Forum Moderators: open

Message Too Old, No Replies

site maps - does Googlebot recognize them as such?

What is the best url/link text for a site map?

         

HarryM

2:28 am on Oct 30, 2003 (gmt 0)

WebmasterWorld Senior Member 10+ Year Member



Does Googlebot recognize a site map as such or does it see it merely as another page with a lot of links on it? Do the words "site map" or "sitemap" in the link text or the url of a site map page mean anything to Googlebot? Is there something specific the bot looks for?

The reason for the question is I have three site maps with urls crawler1.php, crawler2.php, and crawler3.php, with the words "site map" included in the link texts from the index page. These are only infrequently visited by Google. Is there something specific I should change them to?

My apologies if this has been covered before, but a search did not turn up anything on this question.

Harry

HarryM

12:58 am on Oct 31, 2003 (gmt 0)

WebmasterWorld Senior Member 10+ Year Member



A page is a page is a page.

Yes... unless it's a site map.
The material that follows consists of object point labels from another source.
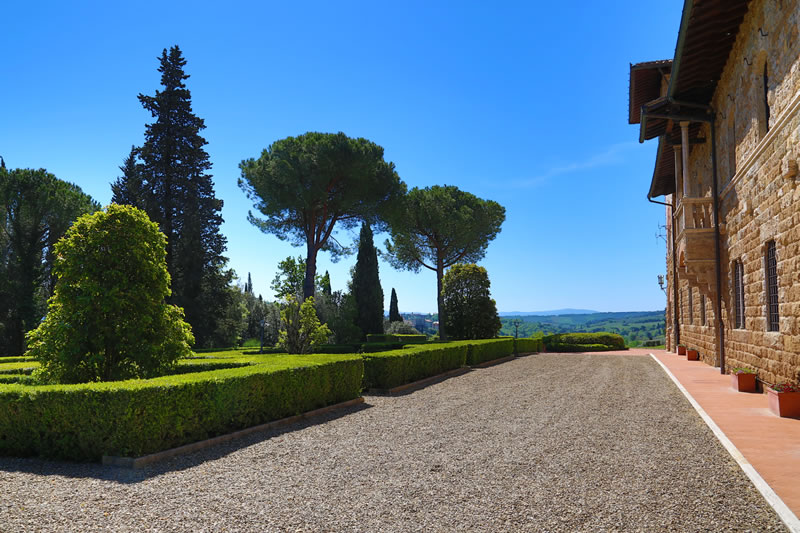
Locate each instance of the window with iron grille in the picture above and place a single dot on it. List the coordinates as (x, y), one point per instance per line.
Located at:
(703, 308)
(738, 294)
(771, 264)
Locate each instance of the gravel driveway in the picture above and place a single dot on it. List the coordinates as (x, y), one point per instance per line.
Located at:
(543, 443)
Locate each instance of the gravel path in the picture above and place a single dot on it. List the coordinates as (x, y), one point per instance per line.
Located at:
(542, 443)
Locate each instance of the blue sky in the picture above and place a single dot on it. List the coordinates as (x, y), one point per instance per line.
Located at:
(524, 103)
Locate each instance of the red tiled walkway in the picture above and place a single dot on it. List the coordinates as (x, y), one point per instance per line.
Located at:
(769, 443)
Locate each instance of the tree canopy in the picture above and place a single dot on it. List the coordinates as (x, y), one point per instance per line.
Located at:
(438, 227)
(470, 310)
(308, 186)
(168, 177)
(366, 285)
(108, 319)
(37, 209)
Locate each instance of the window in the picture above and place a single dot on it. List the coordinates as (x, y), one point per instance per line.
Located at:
(771, 267)
(738, 294)
(765, 83)
(703, 309)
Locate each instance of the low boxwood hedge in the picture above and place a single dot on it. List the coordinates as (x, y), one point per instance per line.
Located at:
(386, 370)
(132, 418)
(589, 342)
(527, 345)
(484, 350)
(397, 338)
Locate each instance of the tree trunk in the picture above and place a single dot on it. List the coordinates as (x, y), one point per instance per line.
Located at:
(311, 271)
(440, 299)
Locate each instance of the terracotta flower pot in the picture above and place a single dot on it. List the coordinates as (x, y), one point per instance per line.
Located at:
(743, 382)
(785, 404)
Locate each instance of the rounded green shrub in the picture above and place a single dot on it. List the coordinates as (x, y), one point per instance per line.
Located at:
(108, 319)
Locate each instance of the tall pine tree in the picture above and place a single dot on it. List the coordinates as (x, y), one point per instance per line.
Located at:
(394, 311)
(366, 286)
(168, 176)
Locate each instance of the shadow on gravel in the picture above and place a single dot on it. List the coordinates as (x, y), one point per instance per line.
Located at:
(49, 467)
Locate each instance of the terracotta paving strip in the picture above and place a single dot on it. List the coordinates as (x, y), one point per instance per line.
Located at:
(769, 443)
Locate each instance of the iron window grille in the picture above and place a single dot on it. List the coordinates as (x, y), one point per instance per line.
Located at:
(703, 308)
(772, 288)
(738, 294)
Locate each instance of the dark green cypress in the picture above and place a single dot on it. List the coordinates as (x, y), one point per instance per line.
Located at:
(394, 311)
(178, 194)
(366, 287)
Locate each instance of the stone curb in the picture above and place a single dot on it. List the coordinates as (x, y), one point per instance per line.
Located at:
(139, 462)
(786, 515)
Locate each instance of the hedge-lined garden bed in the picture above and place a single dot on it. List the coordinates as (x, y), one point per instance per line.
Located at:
(584, 342)
(137, 417)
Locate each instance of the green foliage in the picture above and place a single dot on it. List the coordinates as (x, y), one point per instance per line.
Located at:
(108, 319)
(168, 178)
(611, 340)
(402, 338)
(37, 209)
(482, 351)
(438, 227)
(366, 285)
(301, 329)
(394, 310)
(470, 311)
(527, 345)
(310, 185)
(385, 370)
(400, 328)
(133, 418)
(338, 312)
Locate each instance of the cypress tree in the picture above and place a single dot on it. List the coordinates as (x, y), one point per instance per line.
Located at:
(394, 311)
(171, 171)
(366, 286)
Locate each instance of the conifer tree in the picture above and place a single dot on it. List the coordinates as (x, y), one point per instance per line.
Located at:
(394, 311)
(366, 285)
(171, 172)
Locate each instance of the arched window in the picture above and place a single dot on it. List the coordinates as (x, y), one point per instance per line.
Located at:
(738, 294)
(765, 87)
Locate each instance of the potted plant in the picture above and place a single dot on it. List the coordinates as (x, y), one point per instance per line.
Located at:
(743, 379)
(784, 400)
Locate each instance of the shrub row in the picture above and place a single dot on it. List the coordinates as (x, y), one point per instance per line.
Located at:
(610, 341)
(397, 338)
(386, 370)
(132, 418)
(527, 345)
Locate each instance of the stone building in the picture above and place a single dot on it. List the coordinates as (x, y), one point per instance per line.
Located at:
(725, 111)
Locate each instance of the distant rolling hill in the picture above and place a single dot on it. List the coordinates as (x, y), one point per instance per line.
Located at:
(636, 327)
(550, 313)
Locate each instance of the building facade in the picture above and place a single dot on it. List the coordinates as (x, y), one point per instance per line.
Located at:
(726, 113)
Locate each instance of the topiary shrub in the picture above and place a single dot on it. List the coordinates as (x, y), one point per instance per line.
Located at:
(107, 319)
(584, 342)
(400, 328)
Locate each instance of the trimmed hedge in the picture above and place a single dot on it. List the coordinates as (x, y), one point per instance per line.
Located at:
(397, 338)
(527, 345)
(485, 350)
(137, 417)
(584, 342)
(385, 370)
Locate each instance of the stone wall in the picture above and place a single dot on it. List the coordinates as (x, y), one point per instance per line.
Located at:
(759, 191)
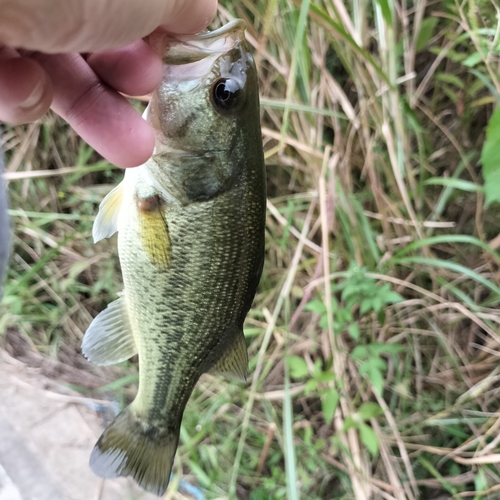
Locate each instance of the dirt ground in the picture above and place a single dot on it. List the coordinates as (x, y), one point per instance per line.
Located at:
(46, 435)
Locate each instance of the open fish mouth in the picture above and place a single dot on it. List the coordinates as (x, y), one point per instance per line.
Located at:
(185, 49)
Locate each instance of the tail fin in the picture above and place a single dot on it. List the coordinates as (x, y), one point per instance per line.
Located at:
(130, 447)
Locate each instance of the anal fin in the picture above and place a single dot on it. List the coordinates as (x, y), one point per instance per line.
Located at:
(109, 339)
(233, 364)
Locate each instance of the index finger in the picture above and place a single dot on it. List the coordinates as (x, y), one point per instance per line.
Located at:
(54, 26)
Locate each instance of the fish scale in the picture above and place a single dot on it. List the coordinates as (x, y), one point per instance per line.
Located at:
(190, 225)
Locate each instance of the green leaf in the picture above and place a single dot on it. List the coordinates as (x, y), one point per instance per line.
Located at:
(385, 7)
(461, 184)
(298, 367)
(329, 404)
(472, 60)
(369, 410)
(311, 386)
(316, 306)
(392, 298)
(359, 352)
(366, 305)
(490, 158)
(369, 438)
(426, 30)
(353, 330)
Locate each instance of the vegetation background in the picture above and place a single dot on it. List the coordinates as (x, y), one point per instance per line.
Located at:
(375, 334)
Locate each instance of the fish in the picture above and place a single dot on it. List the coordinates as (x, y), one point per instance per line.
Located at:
(191, 227)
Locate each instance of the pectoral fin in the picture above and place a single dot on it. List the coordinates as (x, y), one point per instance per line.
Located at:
(153, 229)
(109, 338)
(106, 222)
(233, 364)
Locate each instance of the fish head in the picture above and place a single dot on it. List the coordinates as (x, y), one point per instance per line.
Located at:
(207, 104)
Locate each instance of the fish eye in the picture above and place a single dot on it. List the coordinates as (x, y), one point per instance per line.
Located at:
(226, 94)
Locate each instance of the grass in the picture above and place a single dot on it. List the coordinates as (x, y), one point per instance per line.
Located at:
(374, 338)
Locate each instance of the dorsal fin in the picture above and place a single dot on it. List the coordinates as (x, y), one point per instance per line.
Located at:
(106, 222)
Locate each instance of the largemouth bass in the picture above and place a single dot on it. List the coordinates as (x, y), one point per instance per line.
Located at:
(190, 227)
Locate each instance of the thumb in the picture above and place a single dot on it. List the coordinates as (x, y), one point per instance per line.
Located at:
(54, 26)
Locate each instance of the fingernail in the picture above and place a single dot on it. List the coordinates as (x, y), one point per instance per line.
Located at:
(35, 97)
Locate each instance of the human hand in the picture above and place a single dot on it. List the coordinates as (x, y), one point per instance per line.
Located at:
(75, 56)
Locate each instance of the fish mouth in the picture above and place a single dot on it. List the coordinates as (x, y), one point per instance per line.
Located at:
(185, 49)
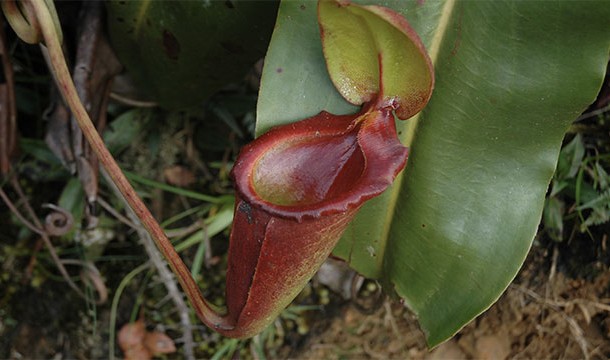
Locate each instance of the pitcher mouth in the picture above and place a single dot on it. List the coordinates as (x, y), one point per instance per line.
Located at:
(323, 165)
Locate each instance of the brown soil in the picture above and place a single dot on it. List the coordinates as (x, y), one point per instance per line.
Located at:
(544, 314)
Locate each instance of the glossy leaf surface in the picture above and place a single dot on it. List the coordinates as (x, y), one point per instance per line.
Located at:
(181, 52)
(452, 233)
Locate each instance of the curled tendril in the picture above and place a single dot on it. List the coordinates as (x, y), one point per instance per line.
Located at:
(59, 221)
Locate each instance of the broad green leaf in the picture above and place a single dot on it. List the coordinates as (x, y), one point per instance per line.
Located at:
(451, 234)
(181, 52)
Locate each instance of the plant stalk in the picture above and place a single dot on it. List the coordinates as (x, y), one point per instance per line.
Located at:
(207, 312)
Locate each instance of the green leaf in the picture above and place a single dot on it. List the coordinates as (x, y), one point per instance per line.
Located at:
(451, 234)
(181, 52)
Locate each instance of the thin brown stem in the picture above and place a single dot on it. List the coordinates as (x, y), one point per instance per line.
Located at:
(206, 311)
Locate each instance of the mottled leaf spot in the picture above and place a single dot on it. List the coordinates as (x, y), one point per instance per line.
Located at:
(171, 46)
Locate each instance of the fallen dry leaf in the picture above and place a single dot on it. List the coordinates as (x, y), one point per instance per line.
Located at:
(139, 344)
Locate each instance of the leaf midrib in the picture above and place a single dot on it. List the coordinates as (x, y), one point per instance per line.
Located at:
(407, 137)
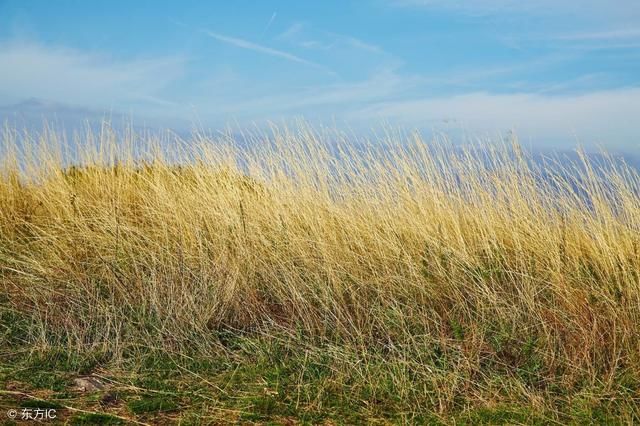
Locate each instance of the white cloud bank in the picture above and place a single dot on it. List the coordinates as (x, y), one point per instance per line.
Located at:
(608, 117)
(66, 75)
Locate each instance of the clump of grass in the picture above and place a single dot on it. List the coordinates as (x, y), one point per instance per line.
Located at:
(388, 278)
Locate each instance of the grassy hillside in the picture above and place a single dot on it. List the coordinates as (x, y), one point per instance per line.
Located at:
(302, 278)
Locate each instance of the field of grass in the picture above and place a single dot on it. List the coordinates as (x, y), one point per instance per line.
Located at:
(301, 278)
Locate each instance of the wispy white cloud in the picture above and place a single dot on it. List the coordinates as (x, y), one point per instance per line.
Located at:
(619, 10)
(357, 43)
(607, 116)
(608, 35)
(291, 31)
(266, 28)
(31, 70)
(245, 44)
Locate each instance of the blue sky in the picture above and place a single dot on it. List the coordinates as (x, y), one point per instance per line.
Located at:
(556, 72)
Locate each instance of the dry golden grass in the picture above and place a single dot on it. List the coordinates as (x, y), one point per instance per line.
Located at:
(510, 268)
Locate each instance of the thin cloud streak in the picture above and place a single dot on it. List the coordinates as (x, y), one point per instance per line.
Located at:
(248, 45)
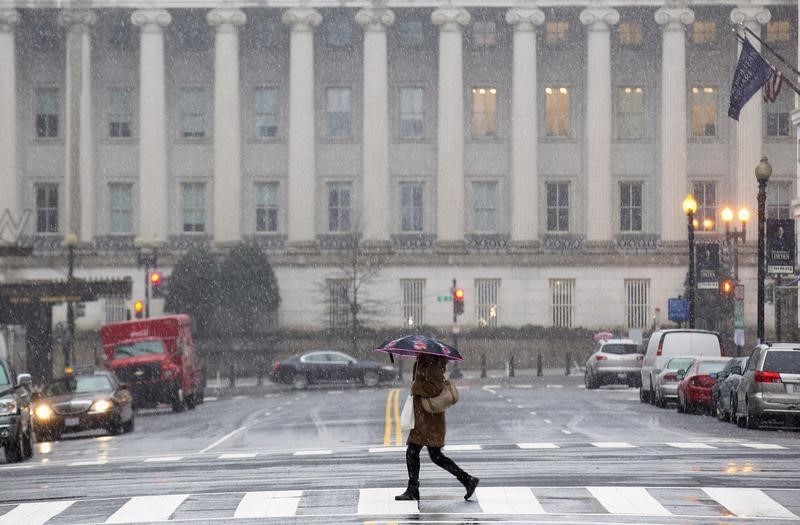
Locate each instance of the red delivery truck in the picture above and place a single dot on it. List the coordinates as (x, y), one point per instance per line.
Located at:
(156, 359)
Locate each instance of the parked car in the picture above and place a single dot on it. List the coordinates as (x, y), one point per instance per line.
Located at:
(328, 366)
(82, 401)
(16, 426)
(666, 381)
(694, 390)
(664, 344)
(770, 385)
(723, 393)
(614, 361)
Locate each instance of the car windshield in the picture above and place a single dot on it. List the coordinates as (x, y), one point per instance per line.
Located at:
(620, 349)
(786, 362)
(79, 385)
(138, 348)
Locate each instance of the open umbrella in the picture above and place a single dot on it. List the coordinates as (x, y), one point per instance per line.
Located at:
(412, 345)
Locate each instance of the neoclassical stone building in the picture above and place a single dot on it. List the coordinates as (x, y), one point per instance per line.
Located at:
(538, 152)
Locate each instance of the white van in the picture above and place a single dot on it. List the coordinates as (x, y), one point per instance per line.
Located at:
(664, 344)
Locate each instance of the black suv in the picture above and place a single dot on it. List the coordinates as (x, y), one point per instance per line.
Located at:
(16, 425)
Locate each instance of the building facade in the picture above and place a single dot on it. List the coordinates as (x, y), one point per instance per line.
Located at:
(536, 152)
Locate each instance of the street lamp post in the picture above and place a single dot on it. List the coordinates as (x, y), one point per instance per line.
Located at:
(763, 173)
(690, 208)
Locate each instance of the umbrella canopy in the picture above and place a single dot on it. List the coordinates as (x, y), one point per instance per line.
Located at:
(412, 345)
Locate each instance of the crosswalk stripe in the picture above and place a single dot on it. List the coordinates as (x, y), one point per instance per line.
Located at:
(34, 513)
(271, 504)
(748, 503)
(381, 502)
(508, 500)
(147, 508)
(628, 500)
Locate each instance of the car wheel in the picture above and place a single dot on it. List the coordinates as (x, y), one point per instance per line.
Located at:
(370, 378)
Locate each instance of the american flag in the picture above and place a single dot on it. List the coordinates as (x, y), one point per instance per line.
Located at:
(773, 86)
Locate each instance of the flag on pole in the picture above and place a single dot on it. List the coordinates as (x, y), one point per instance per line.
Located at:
(752, 72)
(773, 86)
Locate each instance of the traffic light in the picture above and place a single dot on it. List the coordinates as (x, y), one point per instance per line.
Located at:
(458, 301)
(138, 309)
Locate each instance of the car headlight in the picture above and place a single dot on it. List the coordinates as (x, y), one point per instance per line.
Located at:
(8, 405)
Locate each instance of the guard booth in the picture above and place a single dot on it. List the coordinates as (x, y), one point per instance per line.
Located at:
(30, 303)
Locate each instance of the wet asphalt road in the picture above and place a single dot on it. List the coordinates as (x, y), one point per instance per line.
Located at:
(546, 450)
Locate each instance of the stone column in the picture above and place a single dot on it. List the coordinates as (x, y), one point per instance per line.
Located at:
(674, 182)
(749, 132)
(302, 162)
(599, 194)
(375, 142)
(450, 133)
(9, 180)
(153, 167)
(524, 126)
(78, 144)
(227, 125)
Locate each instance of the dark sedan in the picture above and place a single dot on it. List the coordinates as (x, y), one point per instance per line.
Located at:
(86, 401)
(329, 366)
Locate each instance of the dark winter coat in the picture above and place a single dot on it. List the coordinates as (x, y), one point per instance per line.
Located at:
(429, 429)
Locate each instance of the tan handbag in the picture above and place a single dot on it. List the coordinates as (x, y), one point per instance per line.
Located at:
(447, 398)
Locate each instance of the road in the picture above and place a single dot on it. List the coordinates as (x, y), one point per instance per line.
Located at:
(546, 451)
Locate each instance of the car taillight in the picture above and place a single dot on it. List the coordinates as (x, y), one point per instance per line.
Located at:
(765, 376)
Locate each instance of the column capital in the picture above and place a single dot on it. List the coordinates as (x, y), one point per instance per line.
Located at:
(226, 20)
(451, 18)
(151, 20)
(525, 18)
(77, 20)
(674, 18)
(8, 19)
(302, 19)
(744, 15)
(374, 18)
(599, 18)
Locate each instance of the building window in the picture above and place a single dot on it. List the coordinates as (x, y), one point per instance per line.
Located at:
(339, 33)
(484, 112)
(562, 292)
(265, 107)
(637, 306)
(630, 211)
(47, 112)
(484, 34)
(556, 108)
(704, 111)
(630, 33)
(705, 193)
(339, 206)
(411, 206)
(557, 206)
(779, 200)
(556, 32)
(630, 113)
(484, 195)
(486, 305)
(266, 207)
(194, 206)
(339, 302)
(778, 116)
(704, 32)
(120, 112)
(46, 208)
(121, 207)
(338, 112)
(193, 112)
(413, 300)
(779, 31)
(412, 112)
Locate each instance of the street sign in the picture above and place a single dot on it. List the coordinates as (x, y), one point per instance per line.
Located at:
(678, 309)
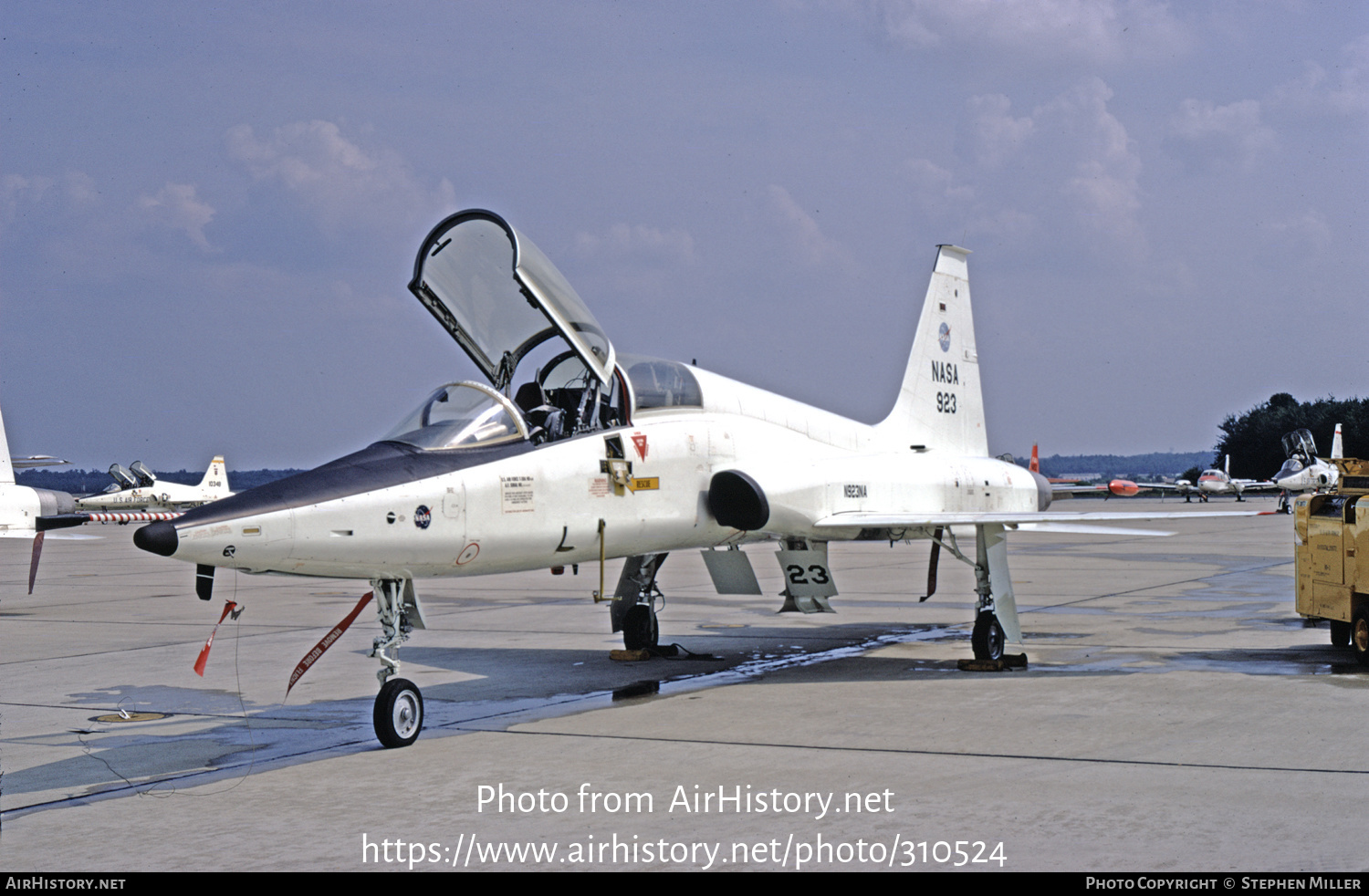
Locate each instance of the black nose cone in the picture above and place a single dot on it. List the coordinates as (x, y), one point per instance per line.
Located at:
(158, 537)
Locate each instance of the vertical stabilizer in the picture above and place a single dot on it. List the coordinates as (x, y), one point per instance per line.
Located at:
(941, 405)
(216, 477)
(5, 466)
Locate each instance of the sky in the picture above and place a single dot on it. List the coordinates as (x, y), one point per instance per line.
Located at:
(211, 211)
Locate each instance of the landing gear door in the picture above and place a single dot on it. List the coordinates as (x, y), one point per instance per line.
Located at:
(500, 297)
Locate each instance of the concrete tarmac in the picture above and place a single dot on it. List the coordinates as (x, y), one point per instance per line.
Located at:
(1176, 715)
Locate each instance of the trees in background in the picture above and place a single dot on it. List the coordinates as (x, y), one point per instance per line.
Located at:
(1254, 440)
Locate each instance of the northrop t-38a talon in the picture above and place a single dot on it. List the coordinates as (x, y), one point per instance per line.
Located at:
(591, 454)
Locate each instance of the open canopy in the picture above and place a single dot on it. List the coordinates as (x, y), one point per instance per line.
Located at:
(500, 297)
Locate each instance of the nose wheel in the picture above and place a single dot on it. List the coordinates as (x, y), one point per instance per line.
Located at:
(988, 639)
(399, 713)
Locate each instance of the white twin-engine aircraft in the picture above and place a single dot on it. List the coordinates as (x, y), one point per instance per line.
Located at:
(600, 454)
(139, 488)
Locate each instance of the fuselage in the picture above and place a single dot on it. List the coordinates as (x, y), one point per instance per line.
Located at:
(397, 512)
(158, 496)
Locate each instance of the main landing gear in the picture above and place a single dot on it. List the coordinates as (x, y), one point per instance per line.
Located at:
(990, 564)
(399, 707)
(632, 610)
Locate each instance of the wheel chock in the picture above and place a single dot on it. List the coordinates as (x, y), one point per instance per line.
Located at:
(1009, 661)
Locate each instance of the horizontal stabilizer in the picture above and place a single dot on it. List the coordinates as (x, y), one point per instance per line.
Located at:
(868, 520)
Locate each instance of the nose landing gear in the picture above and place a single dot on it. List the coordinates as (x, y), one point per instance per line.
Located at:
(399, 707)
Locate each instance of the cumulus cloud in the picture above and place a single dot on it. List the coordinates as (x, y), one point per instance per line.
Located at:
(1346, 92)
(638, 241)
(804, 233)
(344, 185)
(1094, 30)
(177, 207)
(1237, 128)
(73, 191)
(1105, 177)
(996, 136)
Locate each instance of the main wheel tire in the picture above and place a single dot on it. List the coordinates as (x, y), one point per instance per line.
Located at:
(988, 639)
(641, 628)
(399, 713)
(1360, 635)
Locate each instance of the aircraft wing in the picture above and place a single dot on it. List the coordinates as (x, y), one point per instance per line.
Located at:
(37, 460)
(871, 520)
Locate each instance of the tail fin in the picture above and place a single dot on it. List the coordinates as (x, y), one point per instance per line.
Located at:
(5, 466)
(216, 477)
(941, 405)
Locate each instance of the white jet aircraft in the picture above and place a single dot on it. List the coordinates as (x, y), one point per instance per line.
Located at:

Googleguy has many times urged members to use them, and the recommendation is documented in Googles' guidelines.

One can only assume that googlebot finds them a quick and easy way to index a site.

My view is that it would be surprising for Google to urge web sites to have them, but make no provision for recognizing them for what they are. And yet that is what seems to be the case.

ogletree

1:11 am on Oct 31, 2003 (gmt 0)

WebmasterWorld Senior Member 10+ Year Member Top Contributors Of The Month



Actually sitemaps are only good on Google when a site is new or if you add new pages. It is also very good for sites that are dynamic or have DHTML menus. Once Google knows about a page it keeps looking for it. I still get requests for pages that have been gone for a year. If your whole site is in Google you can disable the sitemap. Of course blind people really like sitemaps. It helps with the screen reader software.

HarryM

1:44 am on Oct 31, 2003 (gmt 0)

WebmasterWorld Senior Member 10+ Year Member



Actually sitemaps are only good on Google when a site is new or if you add new pages

I continually add more pages, which is why I am so interested. I used to be able to rely on Google picking up new pages when it did a deep crawl, but now that it only grabs pages at random, it's purely chance whether Google finds the new pages or not.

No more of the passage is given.